L'info vient du livre de Michel Beurdeley "Peintres jésuites en Chine au XVIIIe siècle". Paru en 1997, ce livre explique le rôle artistique et scientifique que jouèrent en Chine ces religieux européens, notamment dans la conception de certains éléments du Palais d'Eté, le fameux yuanmingyuan (jardin des jardins), pillé et détruit en 1860 par les troupes françaises et britanniques lors de la Troisième Guerre de l'Opium. L'auteur y explique avoir découvert un jour dans un hôtel particulier de l'avenue Foch les têtes de bronze du lièvre et du rat, d'ailleurs reproduit dans le livre, mais ne cite pas leur propriétaire. Beurdeley ajoute qu'elle pourrait être passées par les multiples ventes d'objets en provenance du yuanmingyuan organisées à l'hôtel Drouot de 1861 à 1865. Il reproduit aussi un dessin paru dans la revue l'Illustration du 22 décembre 1860 qui montre les troupes françaises dans le Pavillon de la Mer Calme, qui confirme que les animaux de la fontaine-horloge installée en 1751 étaient bien encore là en 1860.
Les témoignages d'Européens sur le yuanmingyuan sont presque extatiques, ainsi celui du Jésuite français Jean-Denis Attiret, dans une lettre du 1er novembre 1743 : "tout y est grand et véritablement beau, soit pour le dessin, soit pour l'exécution, et j'en suis d'autant plus frappé, que nulle part rien de semblable ne s'est offert à mes yeux (…). Ce palais est au moins de la grandeur de Dijon (…). Il consiste en général dans une grande quantité de corps de logis, détachés les uns des autres, mais dans une belle symétrie, et séparés par de vastes cours, par des jardins et des parterres. La façade de tous ces corps de logis est brillante par la dorure, le vernis et les peintures. L'intérieur est garni et meublé de tout ce que la Chine, les Indes et l'Europe ont de plus beau et de plus précieux." Attiret était natif de Dôle, d'où la comparaison avec Dijon.

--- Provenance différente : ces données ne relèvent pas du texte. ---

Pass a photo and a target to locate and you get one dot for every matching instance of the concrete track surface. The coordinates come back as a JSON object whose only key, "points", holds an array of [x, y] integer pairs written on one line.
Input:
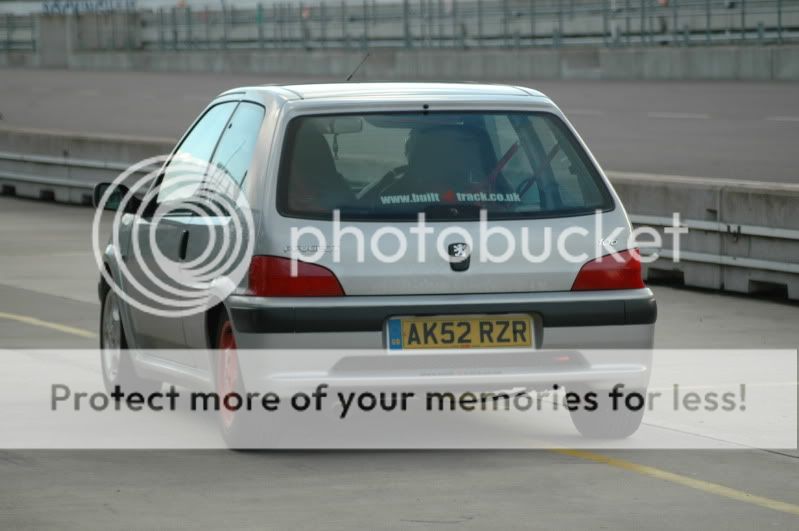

Reste la question : Où sont les autres animaux de la clepsydre ? Le tigre, le cochon, le singe et le boeuf sont donc déjà dans des musées de Chine, où les rejoindra le cheval récemment acheté par Stanley Ho (voir ce précédent billet de La Gazette). Aucun élément sur le dragon, le coq, le serpent, le mouton et le chien.

Le sanglier a déjà reparu une fois, pour être vendu le 9 octobre 1987 à Sotheby's New York, dans une vente qui proposait d'ailleurs aussi le singe, les deux bronze venant des mêmes propriétaires . Le sanglier fut vendu 104 500 $, et le singe 165 000 $. Le sanglier n'a pas ressurgi depuis, mais la tête de primate re-apparût à Christies Hong Kong en avril 2000, où elle fut adjugé pour 8 185 000 HK Dollars, soit environ à peu 1 Million de dollars, soit 700 % de hausse en 13 ans !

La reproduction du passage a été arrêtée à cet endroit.